Bu “hocam” seslenişini de anlatmalıyım. Birimdeki genç çocukların tümü ona “bey” derlerdi, o da onlara adlarıyla seslenirdi. Ben başlangıçta ne diyeceğimi bilemedim. Bey desem, geliştirmek istediğim, onda da aynı isteği gördüğüm içtenlikli yaklaşma eğilimine uymayacak kadar soğuk ve resmi, abi desem biraz ciddiyetsiz olacak. Derken, bizim “görkemli altmışlar”ın ikinci yarısındaki ODTÜ’lü devrimcilerden aklıma ve dilime takılmış “hocam” seslenişi imdada yetişti. İlk kullanışımdan sonra onun da hoşuna gitti. Sonrasında hocam aşağı, hocam yukarı…

CHP’liliğinin çekirdekten yetişme deyimine uygun düştüğünü söyleyebilirim. Tanıdığım pek az CHP’lide rastladığım kadar sola açık olduğunu da hemen eklemeliyim. Çalışma alanlarımızla uzak yakın ilişkili olarak seçtiğimiz konularda birim içinde tartışmalar düzenlerdik. Haftada ya da iki haftada bir yaptığımız bu toplantılarda genellikle bir arkadaşımız gönüllü olarak görev alır ve seçtiğimiz konuda bir sunuş yapardı. Onun ısrarlı önerileri sonunda bir arkadaşımızı öyle bir sunuş yapması için ikna etmiştik. Eşinin görevi dolayısıyla perestroyka dönemine yakın birkaç yılını Moskova’da geçirmiş olan bu arkadaşımız oradaki yaşantılarına ve gözlemlerine dayanan bir sunuş yaptı. CHP’li falan değil çok daha solda olduğunu bildiğimiz ya da sandığımız o arkadaşın sosyalizmle yakınlığı bırakalım neredeyse düşmanlık damgasının hiç aşırı kaçmayacağı sunuşunda anlattıklarına en çok o karşı çıkıp irdelemiş ve sorularıyla kendisini bunaltmıştı.
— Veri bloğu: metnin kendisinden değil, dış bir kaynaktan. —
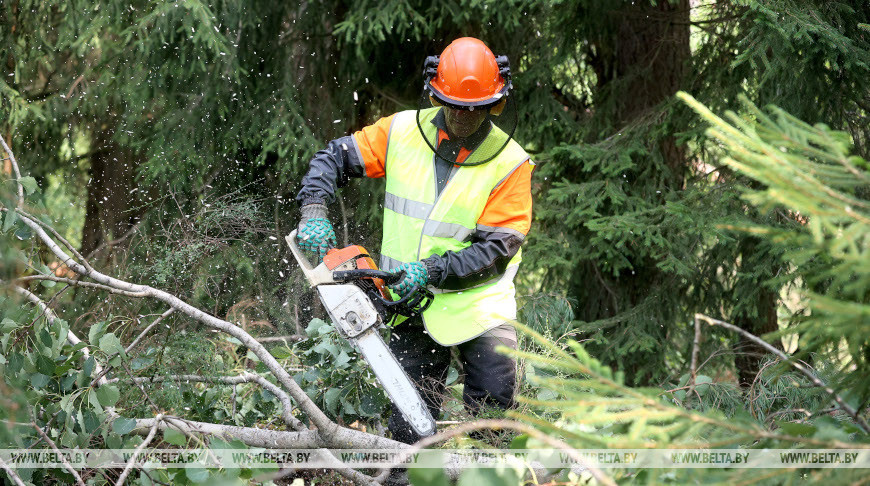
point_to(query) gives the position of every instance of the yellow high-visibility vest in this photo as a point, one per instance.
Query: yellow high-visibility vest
(417, 223)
Dostluğumuzun ilerlediği günlerde ona “Hocam, CHP’lilerin çoğu demiyorum, yarısı falan da değil, dörtte biri ya da beşte biri senin gibi olsa, yüzü senin kadar sosyalizme dönük olsa, bizim işimiz ne kadar kolaylaşırdı!” dediğimi hatırlıyorum. Övüyor mu yoksa başka bir şey mi anlatmak istiyor dercesine suratıma bakıp gülümsediği de belleğimde kalanlar arasında.
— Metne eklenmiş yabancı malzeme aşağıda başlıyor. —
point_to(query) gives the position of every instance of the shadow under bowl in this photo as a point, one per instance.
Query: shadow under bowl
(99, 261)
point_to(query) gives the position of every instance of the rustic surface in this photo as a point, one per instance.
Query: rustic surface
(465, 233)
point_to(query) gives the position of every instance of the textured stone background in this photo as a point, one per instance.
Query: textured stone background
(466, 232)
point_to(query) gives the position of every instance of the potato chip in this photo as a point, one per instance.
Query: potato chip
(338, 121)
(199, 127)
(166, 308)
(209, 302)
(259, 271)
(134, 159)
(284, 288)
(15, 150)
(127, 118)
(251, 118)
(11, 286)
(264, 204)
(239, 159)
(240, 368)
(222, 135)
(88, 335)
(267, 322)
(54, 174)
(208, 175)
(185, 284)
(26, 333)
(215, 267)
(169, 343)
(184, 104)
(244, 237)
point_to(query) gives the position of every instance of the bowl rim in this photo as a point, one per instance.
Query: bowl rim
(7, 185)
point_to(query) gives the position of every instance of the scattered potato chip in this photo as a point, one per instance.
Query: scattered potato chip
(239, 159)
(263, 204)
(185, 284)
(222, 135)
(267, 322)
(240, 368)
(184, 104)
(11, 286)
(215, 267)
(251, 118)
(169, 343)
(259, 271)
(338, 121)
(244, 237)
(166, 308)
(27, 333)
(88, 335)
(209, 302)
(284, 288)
Yine başı sonu belli mesainin bittiğine neyim aldırmadan çalışıp akşam yemeğini birlikte Sakarya Caddesi’nde sevdiğimiz bir yerde yedikten sonra ayrılmıştık. Ertesi gün paldır küldür odama daldı; hiç yapmaz oysa, çok efendi adamdır. Elinde bir kâğıt. Şaşkındı, bana uzattı. Üst yönetimden gelen bir yazı. “Görülen lüzum üzerine sözleşmenizin feshine karar verilmiştir.” Ne diyeceğimizi, ne yapacağımızı şaşırmıştık. O gün de sonraki günlerde de herhangi bir açıklamaya ulaşamadık. O bana göre daha alışkın, daha sakindi. Açıklama ve kararı geri aldırma umutlarının artık tümüyle yok olduğu gün kızgınlıkla ayağa kalkıp “Tamam hocam, istifamı yazıyorum” diye kapıya yöneldiğimde önümü kesti. “Sakın ha, eğer öyle bir şey yaparsan seninle selamı sabahı keserim, bilmiş ol!” dedi.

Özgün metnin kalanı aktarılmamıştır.